Each token acts as an entry ticket to the provenance framework. To create provenance records for a particular data point, a client first has to become the token owner or be approved by the owner of the corresponding token. The prototype uses the Ethereum token standard ERC721Footnote 2 which defines a common interface for non-fungible assets, for instance functions for transferring ownership. This has the advantage that our tokens (i.e. the data points) can be traded by any client implementing this standard, such as wallets or exchanges. By transferring ownership, data points can pass from owner to owner, leaving a trail of provenance records created by each owner along the way. This is useful for implementing provenance applications which aim at creating a lineage (see Section 3), e.g. in supply chain scenarios and business processes [23, 24]. The generic provenance contract complies to the standard by inheriting from an existing ERC721 implementation provided by OpenZeppelin.Footnote 3

4.3.2 Associating provenance records with data points

The generic provenance layer further links data points and their respective provenance records. The framework provides information about associated provenance records of specific data points. Within the generic provenance layer, this is achieved by using a mapping from a data point ID to a set of associated provenance IDs:

$$ {addr} ({dp}) \mapsto \{{addr} ({prov}_{1} ({dp})), {addr} ({prov}_{2} ({dp})), ...\} $$

All associated provenance records (prov1, prov2, etc.) represent parallel provenance traces for the same data point. Of those records, each one represents a completely independent trace of provenance data. For instance, one trace of provenance records might store the temperature history of a physical good, while another one stores its location.

Listing 2 displays an excerpt of the smart contract implementing this layer and demonstrates the general workflow for creating new provenance records. First, the contract verifies that a given token (i.e. data point) exists (Line 7) and that the token belongs to the sender of the message (Line 8). After validating the input provenance records (Line 9), the contract creates a new provenance ID (Line 10), adds it to the list of associated provenance (Line 11), and calls the storage contract’s createProvenance function (Line 12). Note that the createProvenance function of the generic contract is again internal, and thus not accessible publicly. This enables specific provenance contracts which implement concrete use cases to further adapt the functionality according to their needs.

Listing 2
figure b

Generic provenance contract (excerpt)

4.4 Specific provenance layer

Smart contracts within this layer utilise the functionality provided by the generic provenance layer, but control a subset of parameters by themselves. This way, use cases can customise the provenance model according to their needs, and control access to the functionality provided by the storage and generic provenance layers. Listing 3 displays an excerpt of an exemplary smart contract implementing this layer.

Listing 3
figure c

Specific provenance contract (example)

The provenance model can be customised by defining the context parameter, so that it presents the provenance data needed for a specific use case scenario. For instance, in the case of vaccine supply chains, the context should contain temperature and location information about individual vaccines. Hence, a specific contract could define its own createProvenance function that requires parameters like temperature, and location (Lines 7ff) which are then combined to form the context to be passed on to the createProvenance function of the generic provenance contract (Lines 10ff).

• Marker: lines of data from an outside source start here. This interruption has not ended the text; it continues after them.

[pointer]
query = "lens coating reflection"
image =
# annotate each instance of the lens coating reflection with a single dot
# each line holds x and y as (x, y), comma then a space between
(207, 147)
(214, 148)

Access control happens on two levels. First, a specific contract defines which parts of the generic provenance layer’s API are exposed. For instance, even though the generic provenance layer could permit updating or deleting (i.e. invalidating) provenance records, this could be unwanted behaviour in the specific use case at hand. In this case, the contract in the specific provenance layer simply “hides” the functionality, i.e. does not expose it publicly.

Second, access control is relevant for controlling the ownership of data points. Since data point ownership is the decisive factor with regard to who can create provenance records for which particular data points, contracts in the specific provenance layer are responsible for actually assigning ownership, i.e. which tokens get assigned to which clients. For simplicity, the example shown in Listing 3 automatically assigns new tokens to requesting clients (Lines 2ff). However, ultimately, the most suitable approach is dictated by the specific use case at hand. Some further possibilities for assigning ownership are listed below:

  • One possibility is for clients to purchase tokens. This has the advantage that the framework is publicly available without the risk of spamming attacks since the acquisition of tokens incurs financial cost. Essentially, the token acquisition cost needs to be low enough for honest users to be willing and able to participate, but high enough to discourage spammers. Of course, such an approach cannot prevent malicious actors with sufficient purchasing power.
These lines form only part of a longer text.